I can’t control my bladder
Dear Pastor,
I am having a problem and I feel ashamed to write to you, but I know that you would try to help me. Pastor, I am a big woman. I am 35.
I am not married, but I have had boyfriends. Men have always asked me to come and spend time with them, but I don’t go because of a problem I am having. I am going to go straight to it and tell you what it is.
I describe it as ‘weak bladder’. At my age, I still wet the bed occasionally. When I was in university in the US, some of my friends wanted to come over and they used to also have what they call sleepover.

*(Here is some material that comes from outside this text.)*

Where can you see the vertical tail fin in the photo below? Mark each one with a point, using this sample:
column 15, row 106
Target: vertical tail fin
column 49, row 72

I did not go to these sleepovers, neither did I invite any of the girls to share my bed. I was afraid. Upon graduation, I shared my bed with an American guy in a hotel and I wet the bed. He took it as a big joke. I lied and told him that it must be because we were drinking.
He accepted it like that. That relationship did not go far because he was just playing around with me.
Wetting my bed really bothers me. I don’t even like to talk to my doctor about it, but I have told my mother and she said that she thought that by now I had grown that out. When I was in high school and we went on summer vacation, some of my friends went to camp and came back and said what a wonderful time that they had.
I couldn’t go to camp because I was afraid I would wet the bed and everybody would laugh at me; the whole school would know that I was wetting the bed.
I have lived with this problem, but now I have a challenge on my hands. I have found myself a loving man. He is the choir director at my church. He was married, but his wife died.
He told me that he loved me and in a vision, he saw that I would make him a good wife. I love him too. We have never slept together, but every once in a while I still wet the bed. I don’t want to tell him that, so I have turned to you to ask for your advice.
I would like to get married and have even one child. Do you think I should tell this man about my problem? Don’t ignore this letter, pastor. Please, write me back.
L.S.
Dear L.S.,
Many adults do wet the bed, and they do so because of some sort of medical condition they are experiencing. Therefore, it is not something that you should hide from your doctor. Your doctor needs to know so as to enable him or her to help treat your condition.
I know that you may be embarrassed to tell a man that you are wetting the bed. But, you should not be embarrassed to talk to your doctor about your problem. He or she would not laugh at you. Instead, they would be quite happy to help you deal with the problem.
The longer you take to discuss this with your doctor, the longer it would take to get over this problem. The man you slept with years ago accepted your explanation, but if you were to get married now and you wet the matrimonial bed a couple of times, your husband would question you on the matter.
Therefore, I suggest that you make an appointment with your family doctor as soon as possible.
I am glad that you have seen a man that you love and who loves you. Deal with the bed-wetting.
Pastor
Fuck a guh home, dats it. Wear adult diapers at home suh yu please nuh smell bad.
This is a medical issue why so callous? You don’t think sickness know your address?
Please this message to this lady. Tell her to eat the heart of sour sop and don’t drink liquid after certain time before bed. But for sure the sour sop heart is very good.
I don’t have this probably I feel for this person, but she should not let her issue stop her for stepping into faith with her love. She should carefully research any treatment options because I think some women did surgery to fix this same issue and they had nothing but complications and the issue even became greater than they initially had to deal with. I think she should ensure that she is not overweight or carrying lots of excess fat in her belly which will put pressure on the bladder. Staying thin and developing strong abs should help.
Maybe she has a fistula problem
https://en.m.wikipedia.org/wiki/Vesicovaginal_fistula
Yuh nuh tell di doctor whey can help yuh but yuh tell dear pastor… Suh a wah? Some after piss or yuh dus lazy an nuh waaah git up?? Like yuh affi go sleep inna pampas den you… Talk tuh yuh doctor you dem have tings fi dat.